DFC_ADNIDataset

Overview

DFC_ADNIDataset is a PyTorch Geometric dataset class for loading and processing dynamic functional connectivity matrices from ADNI brain imaging data. It extends InMemoryDataset and converts time-varying DFC matrices into sequences of graph structures.

Class Definition

class DFC_ADNIDataset(InMemoryDataset)

Constructor

DFC_ADNIDataset(
    root,
    threshold=0.2,
    label_csv='TADPOLE_Simplified.csv',
    var_name='dynamic_fc',
    transform=None,
    pre_transform=None
)

Parameters

root

str

required

Root directory containing the dataset files. Expected structure:

DFC_Matrices/ subdirectory with dynamic FC .npz files
Label CSV file (default: TADPOLE_Simplified.csv)

threshold

float

default:"0.2"

Threshold for edge filtering. Edges with absolute correlation values below this threshold are removed from the graph.

label_csv

str

default:"'TADPOLE_Simplified.csv'"

Filename of the CSV containing subject labels. Must be located in the root directory.

var_name

str

default:"'dynamic_fc'"

Name of the variable in the .npz files containing the dynamic FC matrix data.

transform

callable

default:"None"

Optional transform to apply to data objects on-the-fly.

pre_transform

callable

default:"None"

Optional transform to apply during data processing.

Attributes

data

torch_geometric.data.Data

Collated data object containing all graphs.

slices

dict

Dictionary mapping attributes to their slice indices for efficient indexing.

subj_id_list

list or None

List of subject IDs corresponding to each graph in the dataset. Preserved across save/load operations.

threshold

float

The correlation threshold used for edge filtering.

Methods

fc_to_graph

Converts a single functional connectivity matrix (one time point) into a PyTorch Geometric graph object.

fc_to_graph(
    matrix,
    node_features=None
) -> Data

Parameters:

matrix (numpy.ndarray): FC matrix of shape (N, N) for a single time point
node_features (numpy.ndarray, optional): Node feature matrix.

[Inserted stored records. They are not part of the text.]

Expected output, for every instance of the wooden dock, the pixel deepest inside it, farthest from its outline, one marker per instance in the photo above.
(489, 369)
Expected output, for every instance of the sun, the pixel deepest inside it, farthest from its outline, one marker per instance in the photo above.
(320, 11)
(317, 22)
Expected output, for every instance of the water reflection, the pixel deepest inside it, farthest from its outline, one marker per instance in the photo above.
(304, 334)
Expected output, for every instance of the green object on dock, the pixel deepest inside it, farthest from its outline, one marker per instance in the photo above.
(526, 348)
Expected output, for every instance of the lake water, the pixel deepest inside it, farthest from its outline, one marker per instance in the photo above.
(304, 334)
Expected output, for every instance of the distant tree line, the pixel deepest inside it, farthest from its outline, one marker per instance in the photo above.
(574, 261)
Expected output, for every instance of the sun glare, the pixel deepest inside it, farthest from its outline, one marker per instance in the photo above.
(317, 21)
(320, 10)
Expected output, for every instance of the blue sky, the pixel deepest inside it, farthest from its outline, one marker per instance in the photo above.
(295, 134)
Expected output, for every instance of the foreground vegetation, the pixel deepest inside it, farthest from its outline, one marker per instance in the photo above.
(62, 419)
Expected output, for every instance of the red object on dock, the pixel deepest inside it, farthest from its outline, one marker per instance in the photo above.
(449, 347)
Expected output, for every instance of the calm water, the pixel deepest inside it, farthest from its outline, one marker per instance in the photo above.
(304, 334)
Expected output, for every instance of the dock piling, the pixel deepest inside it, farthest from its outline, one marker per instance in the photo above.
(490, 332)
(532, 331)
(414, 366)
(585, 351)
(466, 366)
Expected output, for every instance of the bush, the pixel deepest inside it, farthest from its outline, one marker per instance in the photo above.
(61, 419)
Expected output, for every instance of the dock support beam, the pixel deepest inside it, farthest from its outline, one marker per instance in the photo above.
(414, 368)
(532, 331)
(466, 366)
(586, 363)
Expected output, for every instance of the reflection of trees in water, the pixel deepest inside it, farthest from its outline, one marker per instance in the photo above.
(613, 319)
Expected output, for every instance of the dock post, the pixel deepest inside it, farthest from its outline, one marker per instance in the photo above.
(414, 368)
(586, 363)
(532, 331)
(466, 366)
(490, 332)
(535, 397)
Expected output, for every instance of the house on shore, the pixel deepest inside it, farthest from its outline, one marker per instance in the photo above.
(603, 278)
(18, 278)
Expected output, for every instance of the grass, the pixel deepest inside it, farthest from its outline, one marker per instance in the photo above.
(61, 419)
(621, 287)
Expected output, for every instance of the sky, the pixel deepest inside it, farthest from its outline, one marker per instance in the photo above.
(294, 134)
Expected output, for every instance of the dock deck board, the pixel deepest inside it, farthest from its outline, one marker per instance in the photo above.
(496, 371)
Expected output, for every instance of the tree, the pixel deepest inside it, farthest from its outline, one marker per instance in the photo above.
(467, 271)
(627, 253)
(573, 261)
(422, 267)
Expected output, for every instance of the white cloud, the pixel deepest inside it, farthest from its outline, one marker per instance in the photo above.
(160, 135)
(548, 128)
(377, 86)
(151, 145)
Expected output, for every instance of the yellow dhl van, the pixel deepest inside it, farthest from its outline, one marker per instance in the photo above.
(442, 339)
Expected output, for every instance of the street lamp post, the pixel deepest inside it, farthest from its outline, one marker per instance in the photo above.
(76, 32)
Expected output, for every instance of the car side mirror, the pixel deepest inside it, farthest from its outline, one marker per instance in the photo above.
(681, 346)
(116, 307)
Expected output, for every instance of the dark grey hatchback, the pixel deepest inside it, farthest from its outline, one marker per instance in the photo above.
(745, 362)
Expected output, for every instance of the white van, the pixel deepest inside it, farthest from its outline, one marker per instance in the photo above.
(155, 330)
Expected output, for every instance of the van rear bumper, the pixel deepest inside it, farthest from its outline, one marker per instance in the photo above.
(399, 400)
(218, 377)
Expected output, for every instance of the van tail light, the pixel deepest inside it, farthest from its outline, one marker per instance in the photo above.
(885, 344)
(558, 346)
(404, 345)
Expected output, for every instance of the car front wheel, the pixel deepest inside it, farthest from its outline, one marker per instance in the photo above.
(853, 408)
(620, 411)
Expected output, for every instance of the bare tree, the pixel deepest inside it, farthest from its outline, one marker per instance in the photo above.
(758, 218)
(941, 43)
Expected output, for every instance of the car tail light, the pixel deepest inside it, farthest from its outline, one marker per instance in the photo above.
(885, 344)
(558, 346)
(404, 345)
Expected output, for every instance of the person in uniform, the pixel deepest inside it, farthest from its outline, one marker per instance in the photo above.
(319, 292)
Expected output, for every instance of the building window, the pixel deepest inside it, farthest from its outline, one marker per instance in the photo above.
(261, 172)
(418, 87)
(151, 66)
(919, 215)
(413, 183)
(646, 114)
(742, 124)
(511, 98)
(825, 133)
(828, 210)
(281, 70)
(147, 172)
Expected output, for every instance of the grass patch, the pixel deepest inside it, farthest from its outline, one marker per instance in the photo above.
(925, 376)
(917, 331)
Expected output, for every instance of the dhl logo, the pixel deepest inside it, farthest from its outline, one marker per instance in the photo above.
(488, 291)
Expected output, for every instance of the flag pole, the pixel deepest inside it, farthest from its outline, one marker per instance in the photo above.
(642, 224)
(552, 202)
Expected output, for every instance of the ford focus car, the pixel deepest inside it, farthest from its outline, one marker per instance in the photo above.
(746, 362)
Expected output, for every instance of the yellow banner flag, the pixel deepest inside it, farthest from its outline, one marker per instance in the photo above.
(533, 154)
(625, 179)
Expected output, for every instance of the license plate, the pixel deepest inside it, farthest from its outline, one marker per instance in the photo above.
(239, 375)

If None, uses identity matrix

Returns:

Data: PyTorch Geometric Data object with x, edge_index, and edge_attr

Implementation Details:

Uses upper triangle without self-loops to avoid duplicate edges
Creates undirected graph by adding both (i, j) and (j, i) edges
Edge attributes represent correlation strengths

get

Overrides the default get method to attach subject IDs to data objects.

get(idx) -> Data

Parameters:

idx (int): Index of the graph to retrieve

Returns:

Data: Graph data object with subj_id attribute attached

load_subject_labels

Loads subject labels from CSV file.

load_subject_labels(
    label_csv_path,
    label_col='Label_CS_Num'
) -> dict

Parameters:

label_csv_path (str): Path to CSV file with subject labels
label_col (str): Column name containing the label values

Returns:

dict: Dictionary mapping subject IDs to their labels

Data Format

Each graph in the dataset represents one time window from a dynamic FC analysis and has the following attributes:

x: Node feature matrix (default: identity matrix)
edge_index: Graph connectivity in COO format (undirected)
edge_attr: Edge weights (correlation values)
y: Subject label (diagnosis category)
time_index: Time window index within the scan
subj_id: Subject identifier (format: sub-{SUBJECT_ID}_run-{RUN_NUM})

Usage Example

import torch
from DFC_ADNIDataset import DFC_ADNIDataset
from torch_geometric.loader import DataLoader

# Initialize dataset
dataset = DFC_ADNIDataset(
    root='data/adni',
    threshold=0.25,
    label_csv='TADPOLE_Simplified.csv',
    var_name='dynamic_fc'
)

print(f"Total number of graphs (all time points): {len(dataset)}")
print(f"Number of features: {dataset.num_features}")
print(f"Number of classes: {dataset.num_classes}")

# Access a single time-point graph
graph = dataset[0]
print(f"Subject ID: {graph.subj_id}")
print(f"Time index: {graph.time_index.item()}")
print(f"Label: {graph.y.item()}")
print(f"Nodes: {graph.num_nodes}, Edges: {graph.num_edges}")

# Group graphs by subject
from collections import defaultdict

subject_graphs = defaultdict(list)
for i in range(len(dataset)):
    graph = dataset[i]
    subject_graphs[graph.subj_id].append(i)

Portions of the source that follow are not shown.